Another bit from this performance sticks out. In attempting to explain in his own off-kilter manner why the USSR collapsed, he compares the communications system on an American battleship to its Soviet counterpart. It turns out that the Russian admiral uses an old-fashioned tube to speak to his men down in the engine-room. For Gray, that quaint but human form of communication has the same kind of charm as that expressed in objects of "Ostalgie" in the former East Germany.


The only other Gray performance I attended is not only his best known and highly-regarded but a highly acclaimed film as well (also available in video/DVD). Directed by Jonathan Demme, "Swimming to Cambodia" is the story of Gray's involvement with the film "The Killing Fields", in which he plays the US Consul in Cambodia. Once again, there is a passage in his narrative that has stuck with me over the years. He cites some academic study using quantitative indicators that maps abnormal human behavior to the stresses of wartime, especially involving bombardment. The study states that on a scale between 1 and 10, people begin to exhibit abnormal and destructive behavior when the stress level reaches 4. Based on all available data, the stress level reached 8 in Cambodia just around the time that the Khmer Rouge was getting off the ground. That bit of information helped me (and him) to understand the killing fields more than any article in the NY Times or the left press for that matter.

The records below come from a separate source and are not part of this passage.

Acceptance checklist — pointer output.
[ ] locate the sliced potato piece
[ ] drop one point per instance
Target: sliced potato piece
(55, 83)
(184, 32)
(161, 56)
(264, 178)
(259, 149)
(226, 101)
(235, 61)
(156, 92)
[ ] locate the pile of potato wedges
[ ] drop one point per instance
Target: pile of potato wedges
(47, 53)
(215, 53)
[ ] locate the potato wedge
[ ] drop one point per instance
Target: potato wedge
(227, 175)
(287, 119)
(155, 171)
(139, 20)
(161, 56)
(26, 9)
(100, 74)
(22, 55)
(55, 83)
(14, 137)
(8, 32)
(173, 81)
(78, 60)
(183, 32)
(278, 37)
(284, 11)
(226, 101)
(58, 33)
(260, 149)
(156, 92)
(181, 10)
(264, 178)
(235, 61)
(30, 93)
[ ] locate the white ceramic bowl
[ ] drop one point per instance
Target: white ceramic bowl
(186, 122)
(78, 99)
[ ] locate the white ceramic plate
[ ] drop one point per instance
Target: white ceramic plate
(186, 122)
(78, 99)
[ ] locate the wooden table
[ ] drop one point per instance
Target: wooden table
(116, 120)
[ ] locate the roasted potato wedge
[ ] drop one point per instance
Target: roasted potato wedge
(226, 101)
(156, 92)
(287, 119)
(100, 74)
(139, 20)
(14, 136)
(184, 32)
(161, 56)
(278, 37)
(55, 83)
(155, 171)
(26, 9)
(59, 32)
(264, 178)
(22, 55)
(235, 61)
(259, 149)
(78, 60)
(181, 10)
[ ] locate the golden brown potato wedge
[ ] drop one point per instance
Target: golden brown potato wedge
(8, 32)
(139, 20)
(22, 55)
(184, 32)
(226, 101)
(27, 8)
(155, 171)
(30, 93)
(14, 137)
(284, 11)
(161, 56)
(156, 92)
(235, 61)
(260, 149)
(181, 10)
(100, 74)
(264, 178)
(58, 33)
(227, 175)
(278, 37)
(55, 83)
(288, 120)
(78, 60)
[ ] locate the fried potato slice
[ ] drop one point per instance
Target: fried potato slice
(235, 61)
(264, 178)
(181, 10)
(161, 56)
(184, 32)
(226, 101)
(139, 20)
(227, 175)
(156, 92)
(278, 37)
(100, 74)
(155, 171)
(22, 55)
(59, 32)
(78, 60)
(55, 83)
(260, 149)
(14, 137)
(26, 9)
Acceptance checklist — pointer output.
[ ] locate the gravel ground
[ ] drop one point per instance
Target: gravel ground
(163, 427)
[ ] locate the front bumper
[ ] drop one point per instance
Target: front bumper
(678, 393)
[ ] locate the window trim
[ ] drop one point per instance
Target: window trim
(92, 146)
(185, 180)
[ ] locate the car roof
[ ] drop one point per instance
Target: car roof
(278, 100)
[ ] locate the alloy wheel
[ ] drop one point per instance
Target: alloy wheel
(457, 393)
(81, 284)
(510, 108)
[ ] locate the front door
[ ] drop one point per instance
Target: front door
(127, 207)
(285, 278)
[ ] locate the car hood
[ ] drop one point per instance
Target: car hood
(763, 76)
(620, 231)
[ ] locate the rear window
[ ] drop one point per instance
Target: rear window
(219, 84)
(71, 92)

Gray spawned a number of imitators, including an ex-girlfriend who was an aspiring director before she launched a career as a performance artist. One morning I was up at my mother's house in the country when she came on the air on Mike Feder's show on WBAI, the local Pacifica affiliate. Her story was basically about her relationship with me and what a bore I was. All I was interested in, she complained, was radical politics. She said that despite my admiration for Cuba they would never let me into the country because I had an expensive stereo. I should mention that her venues are church basements generally.


Feder, I should add, did the same sort of thing as Gray, but not nearly as successfully in professional terms. Gray's persona is New England and waspish, while Feder is the quintessential neurotic NY Jew. ( Over the years, his shows have been filled with complaints about how he hasn't been able to "make it". That being said, I consider him one of the more interesting figures on WBAI and an exception to the "preaching to the choir" monotony that prevails. Even though it is good that the network resisted the Nation Magazine-supported takeover, they still have a long way to go to reach the level of professionalism and creativity that was on display through most of the 1980s.


As most comrades know, I have agreed to review fiction for As anxious as I am to read a good novel, the pickings are rather slim. Over the past couple of months, I have begun reading one or another recent work, but have put them aside because they lacked one basic element, namely interesting characters. What made Gray's work memorable was his ability to convert his own confused and futile search for a meaningful life into something that engaged your mind and your heart. He was the ultimate character. Even though I never met him or spoke to him, I really feel like I have lost a friend.